The first thing I found on the third floor was this kitchen, which was designed with incredibly bad taste. The red and green really don’t go well together, and to make matters worse someone had decided, that attaching lace to the kitchen counter was a good idea. Ugh.

Behind the kitchen was a small room, where it looked like someone had started renovations. Probably it had more to do with someone initiating destruction.

This room, like all the others, was littered with all kinds of random stuff. Someone had forgotten their jacket.

The following room was almost intact. It looked as if the inhabitants had just left. The rug on the wall was pretty spectacular, although I wouldn’t hang anything like that on my own walls.

A view from the other side of the same room. As you can see, the nearest neighbours are not that far away. The hole looking thing next to the radiator really is a hole someone has carved there.

Although the place clearly has been abandoned for years, there were surprisingly little graffiti and other tags on the walls. This one says “hey man, this is my home”.

Someone had been pretty desperate in getting to the balcony and smashed everything in the process.

The inner balcony door was still intact, although badly worn. Apparently all the doors and window frames had originally been red, but the balcony doors had been painted white at some stage.
There were two doors from the hallway on the third floor. One led to the apartment, which we just visited, the other one led deeper into the building. It was almost impossible to walk through it, as there were boxes of old newspapers and commercials blocking it. The pile of paper was waist high, but we managed to get through. In the other end we found two more apartments.

Again the last inhabitants had left their stuff behind. I’m not really sure the huge white containers were theirs, unless they were really big fans of mead. Or kilju.

I said earlier, that I really didn’t want to run into living creatures while visiting abandoned houses. I certainly didn’t expect to meet this chap. I’m not a biologist, but I think that’s a small tortoiseshell over there.

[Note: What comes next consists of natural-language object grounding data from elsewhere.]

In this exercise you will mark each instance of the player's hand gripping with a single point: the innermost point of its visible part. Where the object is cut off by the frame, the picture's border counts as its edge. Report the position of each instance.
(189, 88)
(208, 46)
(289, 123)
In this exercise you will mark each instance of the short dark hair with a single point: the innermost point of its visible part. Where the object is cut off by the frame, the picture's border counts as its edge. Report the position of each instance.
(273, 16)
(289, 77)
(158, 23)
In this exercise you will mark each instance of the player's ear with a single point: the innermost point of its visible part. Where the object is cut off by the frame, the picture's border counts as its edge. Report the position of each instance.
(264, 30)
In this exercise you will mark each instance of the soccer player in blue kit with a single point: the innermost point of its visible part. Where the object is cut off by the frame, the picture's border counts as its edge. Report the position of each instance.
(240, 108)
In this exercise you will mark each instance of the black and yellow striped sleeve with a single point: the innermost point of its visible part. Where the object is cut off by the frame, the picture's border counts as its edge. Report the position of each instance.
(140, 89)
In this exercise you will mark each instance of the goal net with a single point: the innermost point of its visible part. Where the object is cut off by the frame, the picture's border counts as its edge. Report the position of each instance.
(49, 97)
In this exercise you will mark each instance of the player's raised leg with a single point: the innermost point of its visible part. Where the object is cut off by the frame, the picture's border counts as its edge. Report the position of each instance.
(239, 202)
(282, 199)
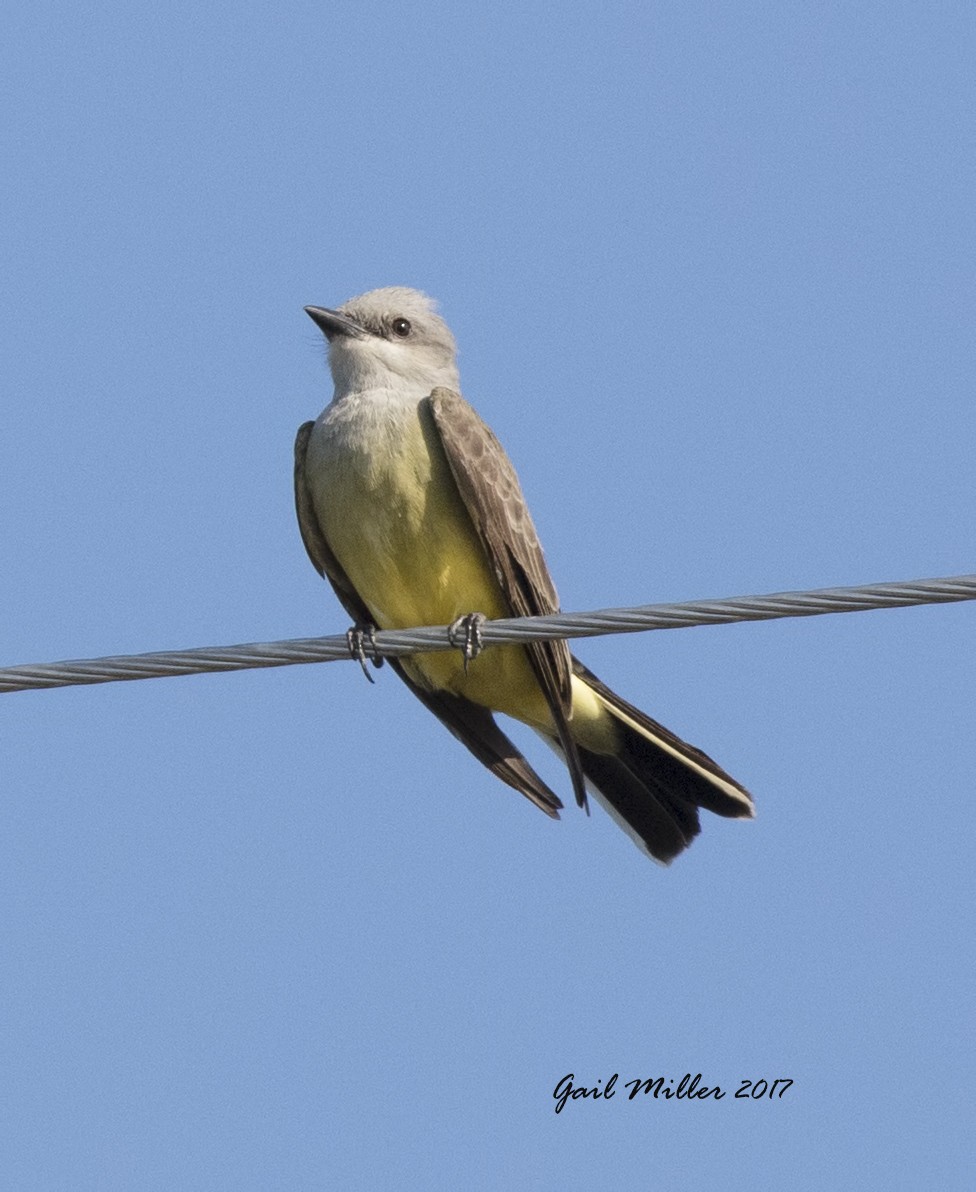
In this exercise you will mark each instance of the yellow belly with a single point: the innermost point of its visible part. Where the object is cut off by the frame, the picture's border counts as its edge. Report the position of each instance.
(399, 529)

The kitchen of the second apartment on the third floor. The same mess was evident here, like in all the other places.

The living room of the third floor apartment. This area of the building had survived all vandalism, perhaps because it was so difficult to get through the mess in the corridor. The strange thing about this place was, that there was a kitchen, chairs, sofa and even a table, but no bed.

A look towards the entrance of the apartment. The door at the back leads to the butterfly’s home.